I've always been interested in the vietnam war, so I figured I would incorporate that into an army, so here it is...and the huey will be a valkyrie, and theres a lot of cool stuff on the inside that you can't see, i took parts from the interior of a rhino and put them in there and added some pretty good looking blood to the floor


----------



## Damned Fist (Nov 2, 2007)

Nice job. I really like the flesh tones..., especially on your sergeant.


----------



## refractory (Sep 15, 2008)

nice... im doing the same thing right now but with catachans.


----------



## Azwraith (Apr 23, 2009)

i think it looks really good only comment i could make is maybe get some long flat strands of green stuff and wrap it around the knifes on the gun barrels so it looks like they are tied on.. right now they look like they are magically held there.

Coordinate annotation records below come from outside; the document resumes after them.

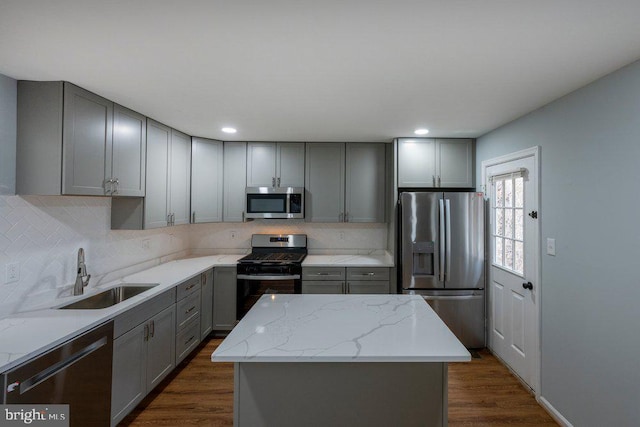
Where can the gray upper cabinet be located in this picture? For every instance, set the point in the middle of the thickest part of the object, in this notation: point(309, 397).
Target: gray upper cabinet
point(456, 163)
point(416, 162)
point(365, 183)
point(179, 178)
point(235, 181)
point(156, 200)
point(434, 163)
point(72, 141)
point(129, 152)
point(271, 164)
point(87, 142)
point(206, 180)
point(168, 177)
point(325, 182)
point(345, 182)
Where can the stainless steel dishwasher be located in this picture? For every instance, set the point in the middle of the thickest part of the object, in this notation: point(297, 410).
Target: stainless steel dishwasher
point(77, 373)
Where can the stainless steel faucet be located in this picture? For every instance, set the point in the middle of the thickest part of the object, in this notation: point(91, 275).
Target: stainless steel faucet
point(82, 278)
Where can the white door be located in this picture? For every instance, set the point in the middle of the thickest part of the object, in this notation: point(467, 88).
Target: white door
point(514, 292)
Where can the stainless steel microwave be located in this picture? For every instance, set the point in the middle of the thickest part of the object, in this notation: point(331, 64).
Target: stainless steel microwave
point(274, 202)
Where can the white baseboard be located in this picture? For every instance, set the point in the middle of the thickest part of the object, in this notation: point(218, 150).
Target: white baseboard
point(554, 412)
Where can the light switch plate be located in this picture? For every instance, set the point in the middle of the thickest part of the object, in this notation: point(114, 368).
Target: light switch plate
point(551, 247)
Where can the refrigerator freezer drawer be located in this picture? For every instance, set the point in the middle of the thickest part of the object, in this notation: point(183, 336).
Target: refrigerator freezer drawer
point(463, 314)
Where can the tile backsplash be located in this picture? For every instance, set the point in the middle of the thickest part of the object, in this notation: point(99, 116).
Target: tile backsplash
point(41, 236)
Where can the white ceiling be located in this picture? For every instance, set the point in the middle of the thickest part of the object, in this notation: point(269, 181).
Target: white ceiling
point(322, 70)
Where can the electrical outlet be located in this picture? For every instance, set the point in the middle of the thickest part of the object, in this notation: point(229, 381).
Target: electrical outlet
point(13, 272)
point(551, 247)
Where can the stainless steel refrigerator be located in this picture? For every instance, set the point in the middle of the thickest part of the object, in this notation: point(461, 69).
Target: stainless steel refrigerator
point(441, 257)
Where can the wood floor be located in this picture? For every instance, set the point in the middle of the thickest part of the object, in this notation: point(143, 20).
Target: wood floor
point(200, 393)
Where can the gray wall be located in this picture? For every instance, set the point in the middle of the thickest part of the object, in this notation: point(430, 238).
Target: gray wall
point(8, 107)
point(590, 202)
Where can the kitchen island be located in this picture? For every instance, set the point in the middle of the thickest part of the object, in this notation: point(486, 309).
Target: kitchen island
point(352, 360)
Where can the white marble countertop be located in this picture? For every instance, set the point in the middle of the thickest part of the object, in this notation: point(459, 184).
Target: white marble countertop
point(341, 328)
point(385, 260)
point(25, 335)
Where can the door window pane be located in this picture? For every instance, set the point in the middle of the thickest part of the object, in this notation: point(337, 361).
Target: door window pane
point(508, 223)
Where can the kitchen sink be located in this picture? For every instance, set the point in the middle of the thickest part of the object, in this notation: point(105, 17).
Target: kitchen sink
point(110, 297)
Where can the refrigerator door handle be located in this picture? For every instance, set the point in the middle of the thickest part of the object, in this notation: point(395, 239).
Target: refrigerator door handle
point(448, 239)
point(451, 297)
point(442, 241)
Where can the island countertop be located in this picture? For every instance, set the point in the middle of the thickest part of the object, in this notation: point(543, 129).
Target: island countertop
point(341, 328)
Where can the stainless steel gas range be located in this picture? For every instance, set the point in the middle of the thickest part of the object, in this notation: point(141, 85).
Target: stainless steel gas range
point(274, 266)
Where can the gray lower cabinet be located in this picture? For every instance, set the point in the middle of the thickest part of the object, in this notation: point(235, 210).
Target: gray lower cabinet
point(224, 298)
point(72, 141)
point(235, 181)
point(143, 352)
point(206, 307)
point(341, 280)
point(188, 306)
point(322, 287)
point(206, 180)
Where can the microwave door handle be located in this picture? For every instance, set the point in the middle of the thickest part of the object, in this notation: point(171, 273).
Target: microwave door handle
point(441, 239)
point(448, 242)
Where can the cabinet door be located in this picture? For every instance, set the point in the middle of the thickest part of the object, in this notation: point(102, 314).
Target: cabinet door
point(87, 139)
point(365, 187)
point(129, 152)
point(455, 168)
point(206, 310)
point(324, 177)
point(224, 298)
point(322, 287)
point(416, 162)
point(180, 177)
point(368, 287)
point(129, 372)
point(155, 201)
point(206, 180)
point(161, 352)
point(261, 164)
point(235, 181)
point(290, 164)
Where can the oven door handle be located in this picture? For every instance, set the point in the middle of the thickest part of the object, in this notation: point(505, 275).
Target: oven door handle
point(260, 277)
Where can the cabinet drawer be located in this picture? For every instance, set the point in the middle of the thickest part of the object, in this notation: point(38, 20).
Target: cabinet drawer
point(366, 273)
point(136, 315)
point(323, 273)
point(187, 339)
point(368, 287)
point(188, 286)
point(322, 287)
point(187, 309)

but otherwise really cool!


----------



## NurglingStomper (Jan 31, 2009)

Nicely done man. I have always thought of using a huey in my army. Or a cobra as a Vulture gunship.


----------



## Shogun_Nate (Aug 2, 2008)

Nice minis mate! Really like the flesh work on the helmet-less one! Well done all around!

Good luck and good gaming,

Nate

P.S.-The bayonettes are fitted into a lock that isn't really modelled onto the mini :biggrin:


----------



## col44mag (Mar 30, 2008)

really good bud keep up the good work


----------



## Klausmasterflex (Jun 5, 2009)

cool, but no camo on the guard?


----------



## Stella Cadente (Dec 25, 2006)

Azwraith said:


> i think it looks really good only comment i could make is maybe get some long flat strands of green stuff and wrap it around the knifes on the gun barrels so it looks like they are tied on.. right now they look like they are magically held there.
> 
> but otherwise really cool!


I wouldn't really call Bayonet lugs magical

nice scheme, reminds me of the bloke who had his army in WD once, the name escapes me right now though


----------



## Sangus Bane (Jun 17, 2009)

I never thought about using a helicopter for my army... it makes sense...


----------



## jordan_darko (Mar 26, 2008)

Very nice work mate did you get inspiration for the colour scheme from Owen Rees's Imperial Guard ? its exactly the same as his  loving the heli aswell mate good job. JD


----------



## starhawks (Jan 14, 2009)

thanks for all the comments...actually the scheme was just made from colors that i had lying around to be honest, but to be completely honest my inspiration came from the movie tropic thunder, it is my all time favorite movie...and i did try to do some camo on them, but i didn't for two reasons: first, the soldiers in vietnam didn't really have camo except on the helmets, and second it was too time consuming


----------



## Col. Schafer (Apr 15, 2008)

My only sugestion is do it with catachans, but if cadians are what you have go for it. Catachans are kindof made to be the vietnam reps for 40K (marbo=rambo).

I like them though, they look more profecional than catachans do, the color scheem is quite good (and another reminder of my crap painting abilities) Rock some flamers for specials and you'll realy be there.

EDIT: I almost forgot! The chopper is awsome.


----------